Il n'y aurait donc pas de miracles ?
Ecrit par : Une femme debout | 27/10/2008
bonjour
pouvez me répondre rapidement, mon mari est au centre germaine revel depuit 4 jours, aucun traitement n'a été commencé et son état moral depuis son hospitalisation dans cette établisssemnt est des plus déplorable et veut partir, il a meme des troubles de la mémoire qui s'accentue depuis.

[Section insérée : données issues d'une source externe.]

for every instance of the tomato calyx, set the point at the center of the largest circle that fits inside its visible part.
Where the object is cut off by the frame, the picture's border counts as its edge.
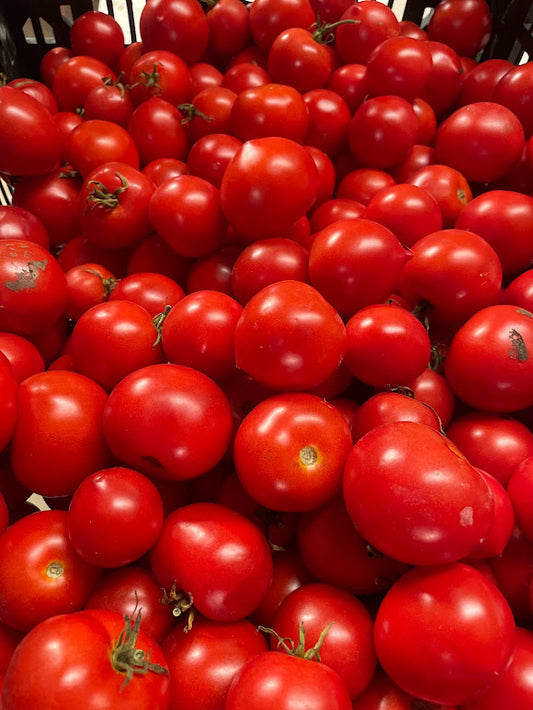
(298, 649)
(100, 195)
(181, 602)
(323, 32)
(189, 112)
(128, 659)
(158, 321)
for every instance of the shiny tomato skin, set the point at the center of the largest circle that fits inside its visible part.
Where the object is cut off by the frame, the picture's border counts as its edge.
(289, 452)
(181, 409)
(502, 336)
(448, 516)
(71, 406)
(276, 681)
(274, 334)
(425, 633)
(88, 636)
(215, 555)
(51, 578)
(212, 652)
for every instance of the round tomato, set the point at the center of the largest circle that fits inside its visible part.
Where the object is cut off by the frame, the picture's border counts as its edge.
(289, 337)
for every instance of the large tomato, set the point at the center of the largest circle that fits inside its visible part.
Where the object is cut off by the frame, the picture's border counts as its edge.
(432, 645)
(414, 496)
(30, 143)
(289, 337)
(158, 419)
(114, 663)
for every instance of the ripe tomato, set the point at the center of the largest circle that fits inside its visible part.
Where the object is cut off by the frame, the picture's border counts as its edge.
(425, 633)
(181, 410)
(414, 496)
(70, 405)
(289, 337)
(489, 365)
(51, 578)
(268, 185)
(289, 452)
(218, 558)
(116, 664)
(33, 289)
(114, 517)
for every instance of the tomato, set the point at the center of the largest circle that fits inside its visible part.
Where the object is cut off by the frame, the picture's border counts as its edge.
(203, 662)
(115, 516)
(455, 273)
(382, 130)
(504, 219)
(160, 73)
(33, 289)
(501, 381)
(52, 198)
(126, 588)
(267, 261)
(157, 129)
(152, 291)
(451, 511)
(70, 405)
(409, 211)
(335, 553)
(269, 110)
(482, 141)
(75, 77)
(51, 579)
(95, 142)
(301, 58)
(348, 646)
(116, 662)
(178, 26)
(425, 632)
(216, 557)
(274, 333)
(30, 143)
(370, 24)
(289, 452)
(277, 681)
(181, 410)
(354, 263)
(399, 66)
(98, 35)
(386, 345)
(464, 25)
(186, 211)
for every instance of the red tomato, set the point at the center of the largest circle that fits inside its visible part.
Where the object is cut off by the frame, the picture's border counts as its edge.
(113, 204)
(70, 405)
(289, 452)
(218, 558)
(120, 665)
(414, 496)
(98, 35)
(348, 646)
(213, 652)
(181, 410)
(178, 26)
(355, 263)
(488, 365)
(289, 337)
(30, 143)
(51, 579)
(114, 517)
(386, 345)
(33, 287)
(425, 633)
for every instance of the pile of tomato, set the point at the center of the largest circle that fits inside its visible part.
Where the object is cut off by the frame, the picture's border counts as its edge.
(266, 364)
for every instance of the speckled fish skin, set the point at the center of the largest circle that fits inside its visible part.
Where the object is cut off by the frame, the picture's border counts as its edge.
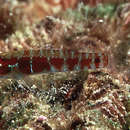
(45, 60)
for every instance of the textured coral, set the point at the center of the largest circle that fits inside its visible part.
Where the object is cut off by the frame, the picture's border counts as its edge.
(65, 101)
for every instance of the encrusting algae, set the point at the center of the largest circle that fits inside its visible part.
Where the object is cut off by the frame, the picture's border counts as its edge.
(74, 100)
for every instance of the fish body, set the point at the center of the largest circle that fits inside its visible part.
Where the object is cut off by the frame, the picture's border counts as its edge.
(45, 60)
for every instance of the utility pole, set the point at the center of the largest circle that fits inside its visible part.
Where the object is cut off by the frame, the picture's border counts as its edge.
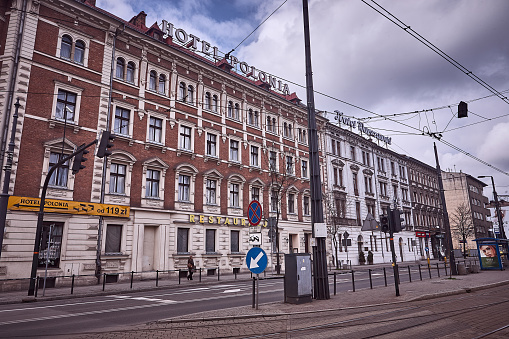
(448, 236)
(4, 197)
(321, 282)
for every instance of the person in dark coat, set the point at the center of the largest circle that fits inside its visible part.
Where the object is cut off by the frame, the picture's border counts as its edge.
(190, 268)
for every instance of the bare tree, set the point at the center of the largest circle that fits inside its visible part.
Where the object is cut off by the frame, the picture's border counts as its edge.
(462, 224)
(281, 178)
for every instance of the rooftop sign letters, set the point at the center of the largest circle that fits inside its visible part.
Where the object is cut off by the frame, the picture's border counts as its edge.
(66, 206)
(352, 123)
(193, 42)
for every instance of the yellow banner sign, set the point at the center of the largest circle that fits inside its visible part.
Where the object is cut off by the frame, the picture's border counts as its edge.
(66, 206)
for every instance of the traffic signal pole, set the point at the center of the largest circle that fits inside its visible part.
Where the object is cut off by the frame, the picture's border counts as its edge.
(40, 215)
(393, 250)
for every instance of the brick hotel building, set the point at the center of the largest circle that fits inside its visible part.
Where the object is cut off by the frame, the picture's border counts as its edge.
(195, 136)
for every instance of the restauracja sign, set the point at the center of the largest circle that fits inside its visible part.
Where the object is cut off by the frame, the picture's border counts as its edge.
(193, 42)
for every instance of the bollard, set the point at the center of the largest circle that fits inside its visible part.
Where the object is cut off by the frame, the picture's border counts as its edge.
(36, 286)
(370, 281)
(353, 282)
(254, 287)
(335, 273)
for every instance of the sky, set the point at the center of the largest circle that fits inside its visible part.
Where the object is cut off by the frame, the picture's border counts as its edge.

ils'est perdu dans les couloirs , réponse des infirmières "il a tellement de trouble de la mémoire qu'il faut le ramener dans sa chambre et n'a plus de repère", il n'en était pas du tout à ce point avant de partir.
ils veulent refaire tous les examens déja fait avant de venir, bénéfice de ce séjour examens pour nous dire qu'il a une SEP et très peu de réduc, ou est le bien fait, dois je interompe le séjour avant qu'ont ne fasse plus de mal que de bien....!
Ecrit par : goursolas | 12/10/2009
bonjour madame,
effectivement je peux comprendre votre désarroi devant la situation de votre mari. Nous avons plusieurs personnes dans l'association qui sont eux aussi allés au centre germaine revel et qui ont vécu les mêmes appréhensions au départ.
Cependant, tous nous ont dit qu à la fin de leur séjour les résultats ont été positifs. Votre mari commence son hospitalisation et ce n'est qu'à la fin de celle ci que vous mesurerez les effets de la thérapie. Normalement la rééducation devrait s'intensifier au fur et à mesure de votre séjour. Les premiers jours servant de période d'aptation.
J'espère que j aurais répondu au mieux à vos attentes. Si vous avez d'autres questions n'hésitez pas.